赤に青、黄緑に橙、緑にほんの少し違う翠。六色のキャンディたちがビンの中にギッシリと詰められている。

おれはまだ彼らが何味か、試したことはない。

棚の近くに立つと、何処からかひそひそクスクスお喋りする小さな声が聴こえるんだ。

何処からだって? キャンディからに決まってるだろ。

宝石キャンディには小さな小さな妖精たちが住むんだ。これはエドから教えてもらったこと。

ほら、今日も何か楽しそうにお喋りしてる。


店内にはそれと、二階に続く階段だけしかない。

でも実はおれ、知ってるんだ。

一階には「裏口」があるってこと。


店の裏には大きな森が広がっている。街にはないはずの大きな森。木の一本一本が意識を持って話し出しそうな、なんだか不思議な雰囲気がそこにはある。

そう、おれたちのいる街とは違う別の世界。「森」は「異世界」なんだ。

だからおれは、もし裏口を見つけてもそこから外へは出ていかない。帰ってこれるかわかんないだろ? 森にどんなやつが棲んでいるのか、おれは全く知らないんだから。


初心学校の始めの段階で習うこと。

「森へ入ってはいけない」

それがどんな森だとしても、安全に生きていたいなら入っちゃいけない。

街が人の住む場所なら、森は獣と魔物が住む場所なんだって。街のルールが人のために、人が生きるために作られたものなら、森のルールはそこに生きるもののためのルール。おれたちには通用しない。

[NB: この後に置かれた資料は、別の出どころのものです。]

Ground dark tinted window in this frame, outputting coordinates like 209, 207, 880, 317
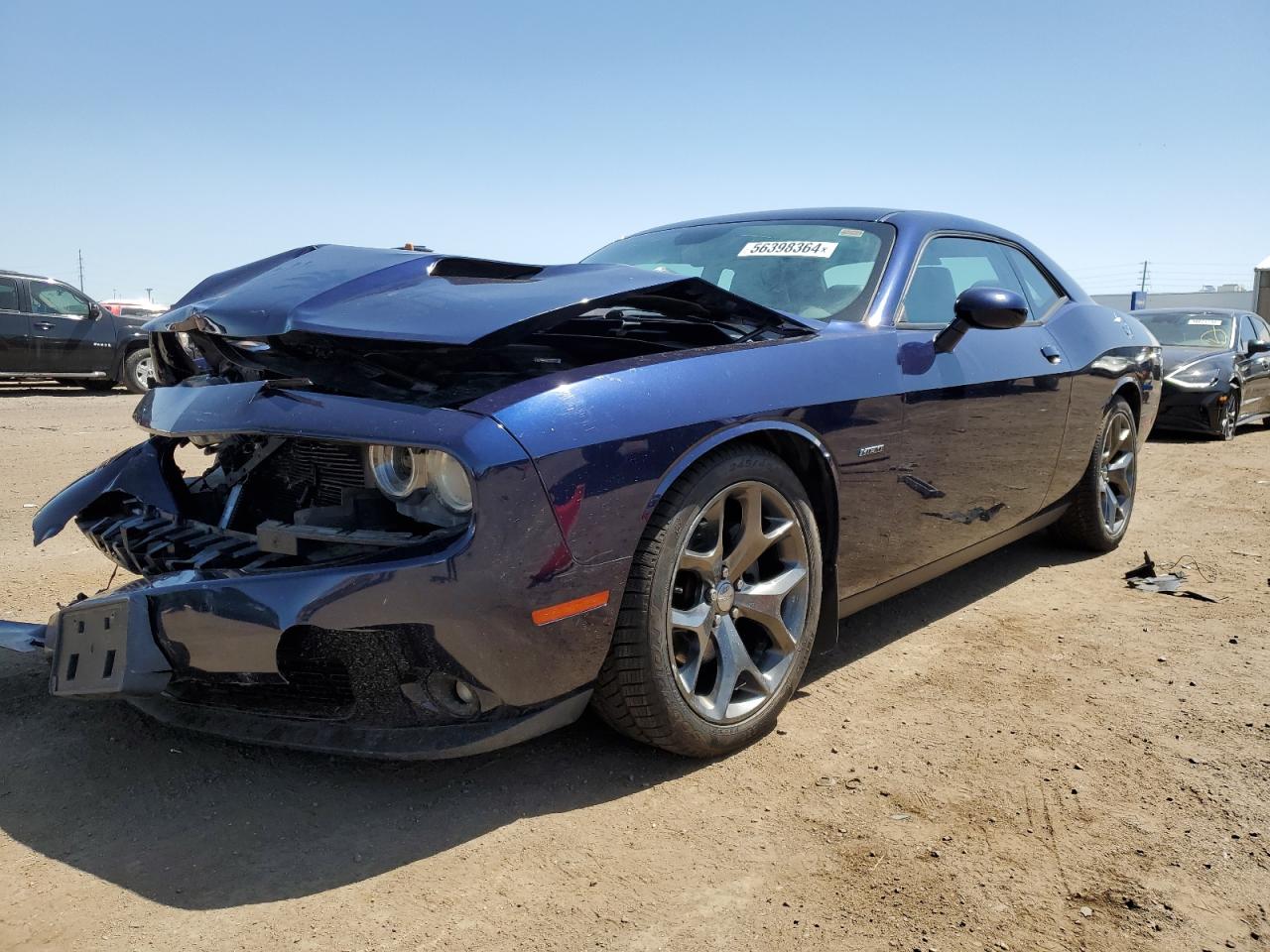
1235, 314, 1257, 350
31, 281, 87, 317
1133, 311, 1234, 350
1006, 248, 1063, 317
0, 278, 22, 311
899, 235, 1024, 325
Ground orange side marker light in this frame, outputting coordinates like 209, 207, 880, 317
531, 591, 608, 625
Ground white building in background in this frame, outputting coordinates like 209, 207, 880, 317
1089, 258, 1270, 314
1252, 258, 1270, 321
1089, 291, 1254, 311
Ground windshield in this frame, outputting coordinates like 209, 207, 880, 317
1133, 311, 1234, 350
585, 221, 894, 321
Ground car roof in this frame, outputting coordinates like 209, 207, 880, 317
635, 207, 1017, 239
1130, 304, 1248, 317
0, 268, 55, 285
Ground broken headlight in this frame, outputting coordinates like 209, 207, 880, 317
1165, 357, 1223, 390
368, 445, 472, 516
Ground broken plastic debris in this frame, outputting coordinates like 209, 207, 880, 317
1124, 552, 1220, 602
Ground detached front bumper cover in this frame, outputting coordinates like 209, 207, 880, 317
10, 384, 629, 758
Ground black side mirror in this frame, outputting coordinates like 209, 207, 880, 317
935, 289, 1028, 354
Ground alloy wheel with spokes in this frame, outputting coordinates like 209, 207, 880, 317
1098, 410, 1138, 536
132, 357, 155, 389
667, 481, 808, 724
591, 443, 825, 757
1221, 389, 1239, 439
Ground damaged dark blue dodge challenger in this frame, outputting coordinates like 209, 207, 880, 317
9, 208, 1161, 758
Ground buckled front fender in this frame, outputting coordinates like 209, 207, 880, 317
32, 436, 181, 545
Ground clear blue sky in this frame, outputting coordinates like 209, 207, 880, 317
0, 0, 1270, 302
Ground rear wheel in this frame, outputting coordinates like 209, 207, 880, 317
1215, 387, 1241, 441
594, 447, 822, 757
1054, 396, 1138, 552
123, 346, 155, 394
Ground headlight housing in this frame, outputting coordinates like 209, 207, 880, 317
1165, 357, 1225, 390
367, 444, 472, 516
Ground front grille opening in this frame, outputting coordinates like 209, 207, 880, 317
231, 439, 371, 531
168, 629, 357, 721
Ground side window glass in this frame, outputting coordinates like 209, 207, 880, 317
1006, 248, 1063, 318
1237, 314, 1257, 353
899, 235, 1030, 326
0, 278, 22, 311
31, 281, 87, 317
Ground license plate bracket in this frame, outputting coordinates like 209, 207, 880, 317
50, 597, 171, 697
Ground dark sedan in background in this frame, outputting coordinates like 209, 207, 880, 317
9, 208, 1161, 757
1133, 308, 1270, 439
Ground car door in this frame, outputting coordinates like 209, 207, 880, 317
1234, 313, 1270, 414
0, 276, 31, 373
27, 278, 114, 377
893, 234, 1071, 572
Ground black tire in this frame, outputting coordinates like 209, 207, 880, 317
1054, 396, 1138, 552
591, 445, 823, 757
1212, 386, 1243, 443
121, 346, 154, 394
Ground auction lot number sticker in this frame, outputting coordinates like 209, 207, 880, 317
736, 241, 838, 258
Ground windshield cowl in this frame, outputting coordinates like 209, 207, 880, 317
585, 221, 895, 323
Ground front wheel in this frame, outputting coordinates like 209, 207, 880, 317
123, 346, 155, 394
594, 447, 822, 757
1054, 396, 1138, 552
1215, 387, 1239, 441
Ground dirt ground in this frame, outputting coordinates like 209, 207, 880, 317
0, 384, 1270, 952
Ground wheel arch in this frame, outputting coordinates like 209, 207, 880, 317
110, 336, 150, 381
1111, 377, 1142, 425
643, 420, 838, 650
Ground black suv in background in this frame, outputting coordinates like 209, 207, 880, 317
0, 269, 154, 394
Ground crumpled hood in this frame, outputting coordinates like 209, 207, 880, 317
146, 245, 816, 345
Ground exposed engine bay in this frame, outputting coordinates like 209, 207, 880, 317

森のルールをおれたちが守ったとしても、それがおれたちを守ってくれるとは限らない。


おれが外を見ていると、エヴァンが一度だけ言ったことがある。


「森に行こうって考えるんじゃねえぞ」


あそこにはなかなか厄介なやつらが揃っているから。

店主は会ったことがあるのかな。その「厄介な」やつらと。


裏口の扉はなかなかヒラカナイ。